Security and defence
Canada can expect pressure from the White House to increase dramatically under Trump when it comes to international security efforts, said Colin Robertson, a former diplomat and vice-president at the Canadian Global Affairs Institute.
“Whether it’s Trump or Clinton, I think they’ll both push us to spend more on defence.” Robertson predicted.
“Right now we don’t meet the NATO standard of (defence spending) commitment by 2020 of two per cent of (Gross Domestic Product).”
America is devoting a full four per cent of its GDP to defence, something that Robertson said probably isn’t sustainable. Canada is sitting at the bottom of the list of the biggest spenders, he noted.
While Clinton may have been more diplomatic, Trump will demand more spending “in a kind of forceful fashion.”
“Almost, ‘If you don’t pay your dues we’re not going to defend you.’” he said.
“And that has importance obviously for NORAD, which is the bilateral defence agreement we have with the United States, but also in the case of NATO.”
When it comes to the fight against the so-called Islamic State, Trump has promised to “pursue aggressive joint and coalition military operations to crush and destroy ISIS, international cooperation to cutoff (sic) their funding, expand intelligence sharing, and cyberwarfare to disrupt and disable their propaganda and recruiting.”
All of these pledges could mean major pressure on Canada to increase troops and other security resources, as well as renewed pressure from the United States to resume the bombing mission halted by the Liberal government last winter.
Economics and trade
It’s this policy area that has many analysts most concerned.

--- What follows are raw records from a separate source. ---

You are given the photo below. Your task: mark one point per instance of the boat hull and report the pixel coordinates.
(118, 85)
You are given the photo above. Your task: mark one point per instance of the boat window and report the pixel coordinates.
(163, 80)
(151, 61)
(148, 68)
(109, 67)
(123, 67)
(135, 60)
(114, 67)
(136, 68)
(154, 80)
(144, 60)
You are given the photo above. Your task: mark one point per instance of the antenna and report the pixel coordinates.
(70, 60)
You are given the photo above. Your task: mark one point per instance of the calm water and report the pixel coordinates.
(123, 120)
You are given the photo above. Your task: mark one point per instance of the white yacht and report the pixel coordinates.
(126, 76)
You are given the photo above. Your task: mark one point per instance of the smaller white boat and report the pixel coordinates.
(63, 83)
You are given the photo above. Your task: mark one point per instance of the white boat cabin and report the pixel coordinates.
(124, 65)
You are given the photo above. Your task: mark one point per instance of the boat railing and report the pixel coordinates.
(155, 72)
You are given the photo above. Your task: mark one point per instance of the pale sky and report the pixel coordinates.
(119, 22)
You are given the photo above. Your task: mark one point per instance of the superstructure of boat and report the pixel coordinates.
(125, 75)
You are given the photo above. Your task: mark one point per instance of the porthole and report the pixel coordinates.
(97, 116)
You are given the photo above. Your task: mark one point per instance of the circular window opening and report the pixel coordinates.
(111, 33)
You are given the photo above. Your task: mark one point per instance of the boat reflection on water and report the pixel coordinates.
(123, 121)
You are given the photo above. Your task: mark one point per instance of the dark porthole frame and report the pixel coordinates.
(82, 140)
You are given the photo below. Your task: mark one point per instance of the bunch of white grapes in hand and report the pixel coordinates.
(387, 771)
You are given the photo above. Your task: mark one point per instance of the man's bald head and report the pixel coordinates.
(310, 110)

Trump is blatantly protectionist, which runs contrary to Ottawa’s pro-trade stance under Trudeau. Among other things, the new president has pledged to pull the U.S. out of the North American Free Trade Agreement (NAFTA).
He has also promised to drastically increase tariffs on Chinese goods making their way to America.
“(Canada) wouldn’t be the first target,” Robertson said. “But the danger there is that we become collateral damage because we have so much trade with the United States.”
The Trans-Pacific Partnership trade agreement is almost guaranteed to be consigned to the scrap heap.
“It is highly improbable with Mr. Trump that the TPP would go anywhere, which means we would have to then think about negotiating separate deals with first Japan, and perhaps talking to Mexico,” Robertson said.
Pulling out of NAFTA, meanwhile, would have a very real and significant effect on the Canadian economy. The United States is our largest trading partner, and Steger pointed out that Trump “hasn’t even bothered to ask Prime Minister Trudeau whether he’s willing to renegotiate.”
Steger, an expert in international trade, also questioned the legality of many of Trump’s proposals on trade, noting that they may contravene World Trade Organization regulations.
“What’s he going to do, withdraw from the WTO?” she said.
“This just demonstrates to you the absurdity of some of his positions. It’s just unthinkable for the U.S. to begin to flagrantly violating WTO rules and yet most of the so-called policies that he advocates … you simply can’t do.”
As much as Trump seems ignorant of how international trade works, Steger said, he seems even less informed about international diplomacy. That could spell big trouble for Canada as it seeks to present a united front with America on issues like Russian aggression in Ukraine, or the ongoing conflict in Syria.
“(Trump will) be a very different kind of person to deal with, and this cuts across all foreign policy issues,” Steger said.
“Basically he doesn’t understand how international relations work, when it comes down to it.”
According to former diplomat Robertson, presidents and prime ministers normally focus heavily on international affairs when they meet, and that may hold true for Trump and Trudeau in spite of their differences.
“(The Americans) are genuinely interested in what we can bring to the table from our diplomatic service abroad, what we pick up in talking to other leaders,” he said.